Le Conseil fédéral suisse a transmis vendredi au Parlement un projet révolutionnaire obligeant Google et les géants du web à payer pour l’usage des contenus journalistiques. Une première européenne qui pourrait rapporter 154 millions de francs annuels aux médias suisses.
Le Conseil fédéral suisse a franchi une étape décisive vendredi 20 juin 2025. Il a officiellement transmis au Parlement son projet de modification de la loi sur le droit d’auteur, visant à contraindre les plateformes numériques à rémunérer les médias.

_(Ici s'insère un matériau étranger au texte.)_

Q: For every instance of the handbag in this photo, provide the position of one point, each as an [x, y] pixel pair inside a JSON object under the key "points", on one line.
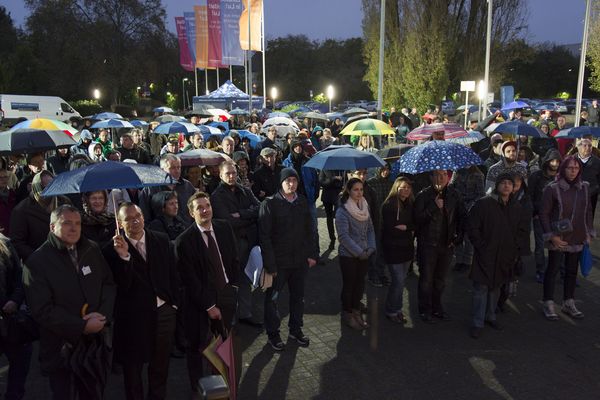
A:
{"points": [[565, 225], [585, 260]]}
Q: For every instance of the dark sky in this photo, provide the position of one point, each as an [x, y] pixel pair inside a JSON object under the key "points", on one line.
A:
{"points": [[559, 21]]}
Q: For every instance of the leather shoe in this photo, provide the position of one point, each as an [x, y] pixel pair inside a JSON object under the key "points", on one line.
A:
{"points": [[475, 332], [250, 322]]}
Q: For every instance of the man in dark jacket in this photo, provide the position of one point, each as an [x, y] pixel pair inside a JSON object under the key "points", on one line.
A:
{"points": [[537, 182], [71, 293], [143, 264], [209, 266], [237, 205], [591, 170], [441, 216], [288, 250], [497, 228], [266, 177]]}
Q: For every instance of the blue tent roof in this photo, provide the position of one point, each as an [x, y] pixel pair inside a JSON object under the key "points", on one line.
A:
{"points": [[227, 91]]}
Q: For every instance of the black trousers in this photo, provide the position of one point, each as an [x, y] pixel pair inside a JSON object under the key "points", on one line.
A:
{"points": [[353, 281], [571, 263], [64, 387], [158, 368], [433, 266]]}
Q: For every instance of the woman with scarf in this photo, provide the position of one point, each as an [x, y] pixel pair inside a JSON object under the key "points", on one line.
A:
{"points": [[30, 219], [397, 240], [566, 218], [356, 238], [97, 223]]}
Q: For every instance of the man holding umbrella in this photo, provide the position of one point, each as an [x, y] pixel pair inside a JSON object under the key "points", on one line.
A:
{"points": [[71, 293]]}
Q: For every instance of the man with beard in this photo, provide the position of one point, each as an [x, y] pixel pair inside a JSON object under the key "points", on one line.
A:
{"points": [[537, 182], [507, 164]]}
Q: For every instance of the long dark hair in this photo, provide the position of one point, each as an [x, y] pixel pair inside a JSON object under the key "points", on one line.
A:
{"points": [[346, 193]]}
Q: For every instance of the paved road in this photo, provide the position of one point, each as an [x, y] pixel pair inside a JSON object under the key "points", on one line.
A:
{"points": [[531, 359]]}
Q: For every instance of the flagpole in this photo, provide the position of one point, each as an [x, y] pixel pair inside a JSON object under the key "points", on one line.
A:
{"points": [[262, 25], [249, 57], [206, 79]]}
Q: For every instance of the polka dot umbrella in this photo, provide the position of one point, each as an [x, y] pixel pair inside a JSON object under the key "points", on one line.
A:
{"points": [[433, 155]]}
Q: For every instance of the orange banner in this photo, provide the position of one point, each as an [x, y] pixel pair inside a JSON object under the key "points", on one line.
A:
{"points": [[201, 13], [256, 8]]}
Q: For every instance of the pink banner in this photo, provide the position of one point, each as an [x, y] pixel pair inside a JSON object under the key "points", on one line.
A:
{"points": [[184, 51], [215, 55]]}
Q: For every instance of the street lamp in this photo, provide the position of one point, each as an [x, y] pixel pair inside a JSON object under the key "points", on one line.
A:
{"points": [[482, 95], [274, 95], [183, 90], [330, 94]]}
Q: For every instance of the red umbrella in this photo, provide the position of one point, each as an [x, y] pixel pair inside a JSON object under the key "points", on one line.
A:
{"points": [[451, 131]]}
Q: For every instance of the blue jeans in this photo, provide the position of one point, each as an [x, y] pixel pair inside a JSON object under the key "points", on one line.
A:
{"points": [[538, 234], [485, 301], [393, 303], [294, 278]]}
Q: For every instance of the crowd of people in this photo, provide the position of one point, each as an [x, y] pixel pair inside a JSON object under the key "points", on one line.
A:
{"points": [[161, 269]]}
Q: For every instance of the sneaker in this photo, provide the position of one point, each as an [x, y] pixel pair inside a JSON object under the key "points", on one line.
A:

Cette révolution législative cible directement les géants comme Google, Facebook et YouTube. Désormais, ces services devront verser une compensation financière équitable pour chaque utilisation d’extraits d’articles ou de vignettes d’images.
L’approche suisse se distingue radicalement du modèle européen. Contrairement à l’Union européenne qui prévoit un droit d’interdiction, la Suisse opte pour l’accès libre mais payant.
Combien Google devra-t-il verser aux médias suisses ?
Une étude commandée par la société Fehr Advice évalue le montant minimal à 154 millions de francs suisses par an. Cette somme concernerait uniquement Google, sans compter les autres plateformes numériques concernées.
Seuls les services en ligne comptant au moins 10% de la population suisse en utilisateurs annuels seront soumis à cette obligation. Cette mesure épargne les petites plateformes, les blogueurs privés et les organisations à but non lucratif comme Wikipédia.
La répartition des fonds ne dépendra pas du trafic généré. L’objectif est d’éviter la course aux clics et de valoriser le travail journalistique authentique.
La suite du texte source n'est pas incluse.